Posted 17 March 2011 - 02:56 PM
Hello BleepingComputer members! I'm Charles (Tarq is a nickname I use on an open source RPG The Mana World). I got my start in computers back in 1983 when I joined the Barrie User's Group (BUG) in Barrie, Ontario, to learn about the Commodore 64 our family got. Shortly after my family realized the C64 had become my gaming computer instead of the tax machine it was intended as, and we bought the older model of IBM PS/2 Model 50 (the XT version as opposed to the 286). I got into BBSing and ended up getting my own XT-clone (which ran a NEC V20 chip) a year or two later.
In 1993 I started a Dating BBS in Toronto, Ontario called Passion Station. Initially it ran Remote Access until I came across Rob Swindell's Synchronet Multinode BBS Software. That BBS stayed online for a couple of years. About six months in I switched out the XT board and the 42MB hard drive for a 386DX33 motherboard and 2MB of RAM which a fellow systems operator gave to me (a big deal then since 2MB was fairly expensive). I met this fellow sysop at a TTC subway stop, it looked like we were doing a drug deal in the station. At this point I figured I would try multinode, but I quickly learned that 2MB was not enough even using QEMM and Desqview for task switching.
Fast forward several years and I was back in Barrie running the BUG BBS until a lightning strike damaged the modem. It took several months to get approval to buy a new modem and by this time (mid 1995) the Internet was really starting to catch on with club members. (That BBS ran on OS/2 Warp 3.0)
A couple of years later my younger brother arrived home with a "Slackware" disc, my first exposure to the Linux operating system. I tried getting into Linux, but ended up using FreeBSD until about 2001 when a printer driver made me decide to switch to Red Hat Linux.
Fast forward to 2005 when I took over the project management of a not-for-profit computer recycling project here in sunny, but still cold, Kitchener, Ontario. The project is both a Microsoft Registered Refurbisher and point for Linux computers.
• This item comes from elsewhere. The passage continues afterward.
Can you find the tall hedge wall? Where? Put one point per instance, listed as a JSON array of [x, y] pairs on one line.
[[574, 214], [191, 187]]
We target individuals on a fixed income and buy both Windows XP and Office 2007 BASIC licenses to be installed on applicable (I can tell you about this if you're interested) machines.
Interesting our Linux machines have been doing just about as well (in terms of sales) as Windows machines.
I don't pretend to know everything, in fact I feel terribly uninformed in the area of recent Trojans, Viruses, Spyware and other Malware. We've been struggling lately finding effective software to combat the increasingly difficult to remove malware. Though we do everything from msconfig switching off nasty services and programs, to scanning systems with CD-bootable versions of anti-virus software, and pulling drives from machines and scanning them in clean machines, we often find it takes and incredible amount of time, expertise, and patience to remove all the malware from certain systems without having to remove eveything.
We use a lot of Open Source software and have set up a server that allows us to PXE boot machines and run a bunch of tests and utilities (like DBAN for erasing systems).
That's way more about me than you'll probably ever want to know. Glad to be here at Bleepingcomputer.com, it seems to be one of the most reputable sources for anti-malware around. Thanks Guys and Gals!